3) A starter culture of Lactobacillus Bacteria is added to the mixture when it is still warm. The Lactobacillus Bacteria ferment the sugar Lactose in the milk to Lactic Acid.
4) The Lactic Acid lowers the Ph of the milk to the point where the milk proteins solidify. This is now raw yoghurt.
5) It is then cooled and then different flavours of fruit may be added.
6) The pots are then sealed and ready for sale.
Soy Sauce Production
1) Soya beans are cooked which kills off the bacteria on their surface, and are then mixed with ground roasted wheat.
2) Aspergillus mould is added to the mixture.
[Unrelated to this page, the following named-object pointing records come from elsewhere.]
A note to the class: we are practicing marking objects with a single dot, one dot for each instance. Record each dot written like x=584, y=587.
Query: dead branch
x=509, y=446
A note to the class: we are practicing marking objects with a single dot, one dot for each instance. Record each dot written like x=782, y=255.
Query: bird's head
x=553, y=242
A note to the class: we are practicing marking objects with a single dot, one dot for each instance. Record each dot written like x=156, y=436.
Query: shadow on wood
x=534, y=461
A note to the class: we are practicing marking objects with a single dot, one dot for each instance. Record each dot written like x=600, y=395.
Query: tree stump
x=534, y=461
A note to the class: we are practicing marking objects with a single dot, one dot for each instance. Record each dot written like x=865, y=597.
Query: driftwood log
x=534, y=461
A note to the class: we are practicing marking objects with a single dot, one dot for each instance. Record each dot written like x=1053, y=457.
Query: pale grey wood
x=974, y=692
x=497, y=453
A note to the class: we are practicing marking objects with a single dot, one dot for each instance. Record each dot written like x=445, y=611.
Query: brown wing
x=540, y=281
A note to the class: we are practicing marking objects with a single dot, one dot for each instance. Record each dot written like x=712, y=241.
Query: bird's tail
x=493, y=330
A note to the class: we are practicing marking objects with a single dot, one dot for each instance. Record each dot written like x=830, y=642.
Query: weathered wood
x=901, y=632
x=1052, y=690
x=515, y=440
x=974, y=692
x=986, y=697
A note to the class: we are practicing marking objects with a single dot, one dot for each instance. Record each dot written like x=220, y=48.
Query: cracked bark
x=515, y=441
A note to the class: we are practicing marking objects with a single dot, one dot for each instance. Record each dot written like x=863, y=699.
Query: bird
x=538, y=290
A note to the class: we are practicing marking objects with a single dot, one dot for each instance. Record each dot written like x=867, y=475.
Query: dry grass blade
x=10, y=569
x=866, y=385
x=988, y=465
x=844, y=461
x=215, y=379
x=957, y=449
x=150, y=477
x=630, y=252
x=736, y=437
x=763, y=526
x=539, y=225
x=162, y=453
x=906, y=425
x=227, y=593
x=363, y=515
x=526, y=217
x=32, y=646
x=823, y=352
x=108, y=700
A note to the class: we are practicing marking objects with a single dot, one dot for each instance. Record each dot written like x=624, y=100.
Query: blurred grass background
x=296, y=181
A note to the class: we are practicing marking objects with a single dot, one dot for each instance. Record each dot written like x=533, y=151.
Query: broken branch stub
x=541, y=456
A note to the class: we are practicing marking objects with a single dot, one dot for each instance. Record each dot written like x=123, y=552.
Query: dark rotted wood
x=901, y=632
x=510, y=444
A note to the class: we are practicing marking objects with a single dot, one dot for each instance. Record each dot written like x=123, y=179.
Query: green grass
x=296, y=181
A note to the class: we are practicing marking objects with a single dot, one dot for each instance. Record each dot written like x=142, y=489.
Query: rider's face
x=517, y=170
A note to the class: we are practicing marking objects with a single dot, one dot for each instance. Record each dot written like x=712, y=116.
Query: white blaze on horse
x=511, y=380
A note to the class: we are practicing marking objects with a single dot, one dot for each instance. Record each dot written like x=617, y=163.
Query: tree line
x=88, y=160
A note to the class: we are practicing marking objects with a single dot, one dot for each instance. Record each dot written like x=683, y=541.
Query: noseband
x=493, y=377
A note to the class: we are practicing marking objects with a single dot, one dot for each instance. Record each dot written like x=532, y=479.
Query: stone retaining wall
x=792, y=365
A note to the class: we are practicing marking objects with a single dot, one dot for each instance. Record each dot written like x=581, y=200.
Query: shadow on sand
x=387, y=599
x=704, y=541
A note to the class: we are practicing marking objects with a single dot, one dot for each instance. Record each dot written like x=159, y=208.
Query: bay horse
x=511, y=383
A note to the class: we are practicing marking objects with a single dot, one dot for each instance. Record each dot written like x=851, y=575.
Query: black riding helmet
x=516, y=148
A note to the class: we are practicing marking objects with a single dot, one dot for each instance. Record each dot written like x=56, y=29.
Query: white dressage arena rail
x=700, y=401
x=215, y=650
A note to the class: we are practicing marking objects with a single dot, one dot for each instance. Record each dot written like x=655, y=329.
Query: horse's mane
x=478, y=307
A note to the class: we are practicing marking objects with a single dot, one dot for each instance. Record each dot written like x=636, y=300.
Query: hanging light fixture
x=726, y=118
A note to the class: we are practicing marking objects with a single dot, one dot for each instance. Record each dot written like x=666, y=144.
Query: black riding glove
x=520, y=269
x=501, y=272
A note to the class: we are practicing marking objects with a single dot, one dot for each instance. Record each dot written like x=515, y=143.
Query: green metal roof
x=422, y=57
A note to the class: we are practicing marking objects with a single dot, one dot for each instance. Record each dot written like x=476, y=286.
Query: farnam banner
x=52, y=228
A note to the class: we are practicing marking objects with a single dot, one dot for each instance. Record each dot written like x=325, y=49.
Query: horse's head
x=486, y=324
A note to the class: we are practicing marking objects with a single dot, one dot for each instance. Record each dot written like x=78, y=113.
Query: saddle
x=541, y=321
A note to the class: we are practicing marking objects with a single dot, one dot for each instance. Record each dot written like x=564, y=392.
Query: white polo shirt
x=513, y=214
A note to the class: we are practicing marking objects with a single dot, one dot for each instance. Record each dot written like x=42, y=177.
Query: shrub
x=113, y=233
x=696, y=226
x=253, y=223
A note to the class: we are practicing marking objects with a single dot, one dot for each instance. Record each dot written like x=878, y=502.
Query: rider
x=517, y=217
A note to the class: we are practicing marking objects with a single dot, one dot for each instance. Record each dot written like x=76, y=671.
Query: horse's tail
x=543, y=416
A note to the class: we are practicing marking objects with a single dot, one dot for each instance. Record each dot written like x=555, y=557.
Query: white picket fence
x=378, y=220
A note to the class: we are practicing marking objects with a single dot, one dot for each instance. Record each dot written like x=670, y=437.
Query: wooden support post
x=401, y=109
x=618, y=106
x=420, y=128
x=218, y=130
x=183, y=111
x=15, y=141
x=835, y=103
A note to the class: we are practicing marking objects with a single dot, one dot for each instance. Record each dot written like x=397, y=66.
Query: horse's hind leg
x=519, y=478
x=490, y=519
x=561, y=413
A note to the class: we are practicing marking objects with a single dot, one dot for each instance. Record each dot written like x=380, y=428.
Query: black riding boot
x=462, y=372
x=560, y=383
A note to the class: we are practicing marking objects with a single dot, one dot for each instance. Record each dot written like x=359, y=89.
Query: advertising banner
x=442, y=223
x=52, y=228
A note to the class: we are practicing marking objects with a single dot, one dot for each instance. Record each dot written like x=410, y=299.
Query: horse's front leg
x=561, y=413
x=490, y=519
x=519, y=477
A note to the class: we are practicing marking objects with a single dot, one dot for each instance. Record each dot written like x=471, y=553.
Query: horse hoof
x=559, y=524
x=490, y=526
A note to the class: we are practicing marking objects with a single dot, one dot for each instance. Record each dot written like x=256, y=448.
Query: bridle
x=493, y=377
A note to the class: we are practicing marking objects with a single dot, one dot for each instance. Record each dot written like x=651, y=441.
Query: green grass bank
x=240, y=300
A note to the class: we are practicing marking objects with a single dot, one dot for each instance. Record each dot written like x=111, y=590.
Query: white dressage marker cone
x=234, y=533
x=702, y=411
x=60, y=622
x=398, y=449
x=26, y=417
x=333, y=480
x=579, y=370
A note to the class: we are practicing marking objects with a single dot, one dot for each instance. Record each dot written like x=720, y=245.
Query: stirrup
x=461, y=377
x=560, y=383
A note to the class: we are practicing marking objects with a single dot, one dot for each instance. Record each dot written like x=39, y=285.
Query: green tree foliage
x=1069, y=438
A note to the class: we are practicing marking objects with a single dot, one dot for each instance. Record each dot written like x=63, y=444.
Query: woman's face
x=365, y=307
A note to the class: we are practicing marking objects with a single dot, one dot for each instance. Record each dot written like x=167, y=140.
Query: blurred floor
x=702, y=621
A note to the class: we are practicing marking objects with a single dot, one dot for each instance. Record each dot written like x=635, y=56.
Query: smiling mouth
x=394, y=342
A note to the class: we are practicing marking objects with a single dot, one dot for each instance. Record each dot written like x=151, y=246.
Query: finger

The mixture is spread out on warm shallow trays and supplied with air. Enzymes produced by the mould catalyse the breakdown of the proteins and carbohydrates in the mixture. The amino acid and sugar content of the mixture increases.
3) Brine is added to the mixture, giving soy sauce it's salty taste.
4) Yeasts and Lactobacillus bacteria are added to the brine mixture. The sugars in the mixture are fermented by these.
5) Raw soy sauce is drained from the mixture. The liquid is then filtered.
6) It is then pasteurised and stored to allow its flavours to develop
7) It is then put into sterilised bottle ready for sale.